When asked by Rep. Elijah Cummings, D-Md., what parts of OPM’s network were compromised, Seymour said it’s tough to tell because USIS only allowed access to two sections of the company’s network used on the contract.
“It’s difficult because of the way the network was architected,” Seymour told Cummings. “If you asked me to physically secure an apartment building, but you only allow me into two apartments, I can’t tell you how secure the building is. We were not able to go to the boundaries of the network.”
USIS did not respond to Cummings’ request to attend the hearing.
Other committee members used the OPM hack to highlight the growing number of attacks the federal government faces, questioning how Scott plans to make sure agencies are following the best practices under the recently passed Federal Information Security Management Act and Federal Information Technology Acquisition Reform Act provisions.
Scott said he is working with OMB and the CIO Council to issue updated guidance to agencies in the next few months but called cybersecurity a “moving target.”

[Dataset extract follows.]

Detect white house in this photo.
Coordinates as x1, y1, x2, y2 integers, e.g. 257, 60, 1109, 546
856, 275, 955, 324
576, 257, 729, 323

“What was satisfactory even two to three years ago is table stakes now on where you get started,” Scott said. “I think it’s important to recognize that will likely continue to be the case.”
Gregory Wilshusen, GAO’s director of information security issues, said the government has had opportunities to improve on this work by listening to the office’s recommendations for protecting federal systems, adding that “safeguarding computers is a continuing concern.”
“Cyber adversaries have a variety of tools and techniques to perpetrate attacks,” he said in his opening statement. “Federal systems remain at increased and unnecessary risks for exposure and loss.”
But even as Scott reiterated his focus on FISMA and FITARA, he admitted the talent needed to see these policies through is in short supply.
“It’s not just a problem for the federal government,” Scott said. “In my last role, it took nearly six months to find a CISO that we wanted. It was the most exhausting, time-consuming search I’ve done in my professional career. It’s a challenge broader than the federal government.”
But beyond talent, the committee stressed that the cybersecurity policies the nation sets forth will only work if staff stays abreast of the changing landscapes of digital threats.
“The best security policies in the world will amount to a hill of beans if an organization’s culture does not translate good policy into better practice,” Rep. Gerry Connolly, D-Va., said.